Show from the definition of a limit that $$\frac{1}{\cosh{x}}+\log\left ( \frac{\cosh{x}}{1+\cosh{x}} \right )$$ for $x \rightarrow \pm \infty$ has a limit.
My attempt
This one is really tough for me. I know the limit is 0 and I know that $f(x) \rightarrow b$ for $x \rightarrow \infty$ if $\forall \epsilon>0 \exists M >0: \left \| f(x)-b \right \|<\epsilon$ for all $x \in A, x>M$ ($A$ is the domain of the map $f$ and $A \subset \mathbb{R}^m$). From this I should be able to prove the following but have no idea on how to do it and where to apply my inequalities. I am pretty sure I have to use the fact that $\frac{x}{1-x}\leq \log(1-x)\leq x$ and $0<\frac{1}{\cosh{x}}\geq 2e^{-x}$. When I get the result for $x\rightarrow \infty$ I should get it for $x\rightarrow -\infty$ because of symmetri around the $y$-axis.
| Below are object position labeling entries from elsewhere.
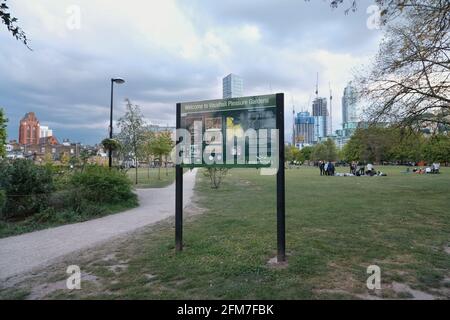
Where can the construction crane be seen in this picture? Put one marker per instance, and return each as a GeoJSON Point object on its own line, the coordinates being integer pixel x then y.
{"type": "Point", "coordinates": [331, 110]}
{"type": "Point", "coordinates": [293, 122]}
{"type": "Point", "coordinates": [317, 85]}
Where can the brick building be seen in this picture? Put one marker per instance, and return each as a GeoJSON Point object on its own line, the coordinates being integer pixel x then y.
{"type": "Point", "coordinates": [29, 129]}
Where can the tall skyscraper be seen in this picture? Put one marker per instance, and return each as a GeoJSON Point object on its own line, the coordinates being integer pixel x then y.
{"type": "Point", "coordinates": [350, 115]}
{"type": "Point", "coordinates": [29, 129]}
{"type": "Point", "coordinates": [304, 128]}
{"type": "Point", "coordinates": [320, 114]}
{"type": "Point", "coordinates": [46, 132]}
{"type": "Point", "coordinates": [349, 104]}
{"type": "Point", "coordinates": [233, 86]}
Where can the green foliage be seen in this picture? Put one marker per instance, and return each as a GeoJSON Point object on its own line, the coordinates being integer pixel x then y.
{"type": "Point", "coordinates": [307, 151]}
{"type": "Point", "coordinates": [376, 144]}
{"type": "Point", "coordinates": [100, 185]}
{"type": "Point", "coordinates": [108, 144]}
{"type": "Point", "coordinates": [27, 187]}
{"type": "Point", "coordinates": [160, 147]}
{"type": "Point", "coordinates": [11, 23]}
{"type": "Point", "coordinates": [2, 200]}
{"type": "Point", "coordinates": [3, 133]}
{"type": "Point", "coordinates": [215, 175]}
{"type": "Point", "coordinates": [294, 155]}
{"type": "Point", "coordinates": [437, 149]}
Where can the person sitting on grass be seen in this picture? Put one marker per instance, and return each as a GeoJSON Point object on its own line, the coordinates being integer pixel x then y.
{"type": "Point", "coordinates": [331, 169]}
{"type": "Point", "coordinates": [435, 167]}
{"type": "Point", "coordinates": [370, 170]}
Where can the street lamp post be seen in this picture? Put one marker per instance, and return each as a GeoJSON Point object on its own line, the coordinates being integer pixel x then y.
{"type": "Point", "coordinates": [118, 81]}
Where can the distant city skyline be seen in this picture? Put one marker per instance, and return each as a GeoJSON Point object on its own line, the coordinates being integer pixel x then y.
{"type": "Point", "coordinates": [180, 52]}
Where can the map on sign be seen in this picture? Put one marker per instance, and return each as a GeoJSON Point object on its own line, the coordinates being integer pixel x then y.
{"type": "Point", "coordinates": [235, 132]}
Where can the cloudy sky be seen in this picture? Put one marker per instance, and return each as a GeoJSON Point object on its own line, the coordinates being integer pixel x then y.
{"type": "Point", "coordinates": [173, 51]}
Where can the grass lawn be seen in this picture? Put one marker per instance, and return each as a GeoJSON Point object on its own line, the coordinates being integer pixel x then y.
{"type": "Point", "coordinates": [336, 227]}
{"type": "Point", "coordinates": [149, 178]}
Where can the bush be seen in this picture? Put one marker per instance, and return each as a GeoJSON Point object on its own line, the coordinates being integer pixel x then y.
{"type": "Point", "coordinates": [102, 185]}
{"type": "Point", "coordinates": [27, 187]}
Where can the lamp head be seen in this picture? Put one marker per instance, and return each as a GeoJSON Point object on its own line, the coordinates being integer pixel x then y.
{"type": "Point", "coordinates": [118, 80]}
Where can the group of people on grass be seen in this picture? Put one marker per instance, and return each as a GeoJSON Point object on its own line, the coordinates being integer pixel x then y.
{"type": "Point", "coordinates": [434, 168]}
{"type": "Point", "coordinates": [327, 168]}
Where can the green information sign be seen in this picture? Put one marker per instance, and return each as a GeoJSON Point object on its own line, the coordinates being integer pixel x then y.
{"type": "Point", "coordinates": [235, 132]}
{"type": "Point", "coordinates": [238, 132]}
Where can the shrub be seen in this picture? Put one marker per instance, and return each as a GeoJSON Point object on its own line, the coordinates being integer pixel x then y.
{"type": "Point", "coordinates": [27, 187]}
{"type": "Point", "coordinates": [102, 185]}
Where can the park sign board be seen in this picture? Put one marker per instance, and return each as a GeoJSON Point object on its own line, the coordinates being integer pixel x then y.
{"type": "Point", "coordinates": [230, 133]}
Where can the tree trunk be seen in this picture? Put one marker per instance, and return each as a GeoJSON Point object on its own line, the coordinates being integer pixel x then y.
{"type": "Point", "coordinates": [159, 170]}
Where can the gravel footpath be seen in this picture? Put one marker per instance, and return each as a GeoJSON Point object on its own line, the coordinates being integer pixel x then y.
{"type": "Point", "coordinates": [22, 253]}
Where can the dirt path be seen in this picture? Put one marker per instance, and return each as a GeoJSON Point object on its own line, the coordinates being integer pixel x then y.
{"type": "Point", "coordinates": [25, 252]}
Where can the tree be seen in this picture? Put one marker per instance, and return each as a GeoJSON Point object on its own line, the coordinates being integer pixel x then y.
{"type": "Point", "coordinates": [111, 145]}
{"type": "Point", "coordinates": [11, 23]}
{"type": "Point", "coordinates": [131, 134]}
{"type": "Point", "coordinates": [437, 149]}
{"type": "Point", "coordinates": [84, 157]}
{"type": "Point", "coordinates": [372, 144]}
{"type": "Point", "coordinates": [306, 151]}
{"type": "Point", "coordinates": [147, 150]}
{"type": "Point", "coordinates": [216, 176]}
{"type": "Point", "coordinates": [160, 147]}
{"type": "Point", "coordinates": [3, 133]}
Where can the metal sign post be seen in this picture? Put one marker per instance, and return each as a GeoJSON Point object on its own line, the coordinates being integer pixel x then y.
{"type": "Point", "coordinates": [281, 229]}
{"type": "Point", "coordinates": [216, 117]}
{"type": "Point", "coordinates": [178, 193]}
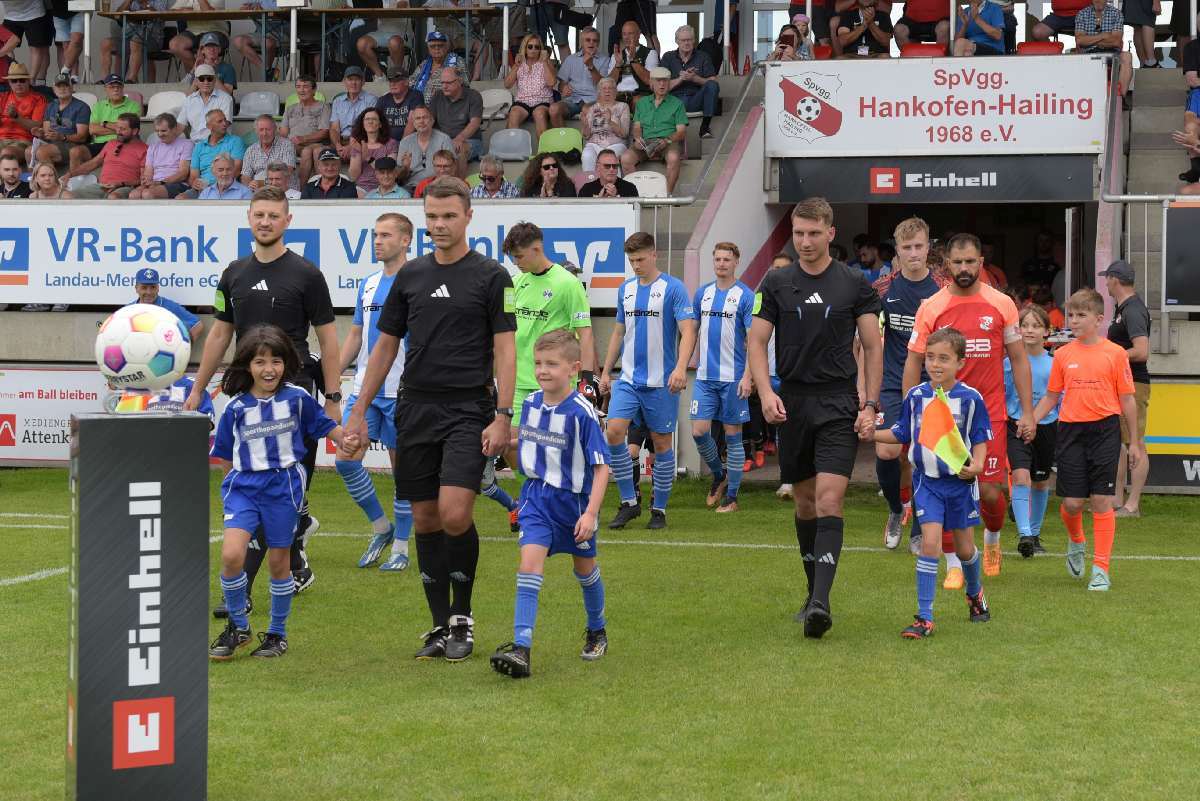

First solution: Re-write your expression as $$ \frac{1}{{\cosh x}} - \log \left( {1 + \frac{1}{{\cosh x}}} \right). $$ Then $$ \left| {\frac{1}{{\cosh x}} - \log \left( {1 + \frac{1}{{\cosh x}}} \right)} \right| \le \frac{1}{{\cosh x}} + \log \left( {1 + \frac{1}{{\cosh x}}} \right) \le \frac{2}{{\cosh x}} $$ for all real $x$. Let $\varepsilon>0$ be arbitrary. Then if $\left| x \right| > \log \left( {\frac{4}{\varepsilon }} \right)$, $$ \frac{2}{{\cosh x}} \le 4e^{ - |x|} < \varepsilon . $$ Second solution: A more optimal solution may be given as follows. Note that $$ \frac{1}{{\cosh x}} - \log \left( {1 + \frac{1}{{\cosh x}}} \right) = \frac{1}{{\cosh ^2 x}}\int_0^1 {\frac{t}{{1 + \frac{t}{{\cosh x}}}}dt} . $$ Then $$ \left| {\frac{1}{{\cosh x}} - \log \left( {1 + \frac{1}{{\cosh x}}} \right)} \right| \le \frac{1}{{\cosh ^2 x}}\int_0^1 {tdt} = \frac{1}{2}\frac{1}{{\cosh ^2 x}}. $$ Let $\varepsilon>0$ be arbitrary. Then if $\left| x \right| > \frac{1}{2}\log \left( {\frac{2}{\varepsilon }} \right)$, $$ \frac{1}{2}\frac{1}{{\cosh ^2 x}} \le 2e^{ - 2\left| x \right|} < \varepsilon . $$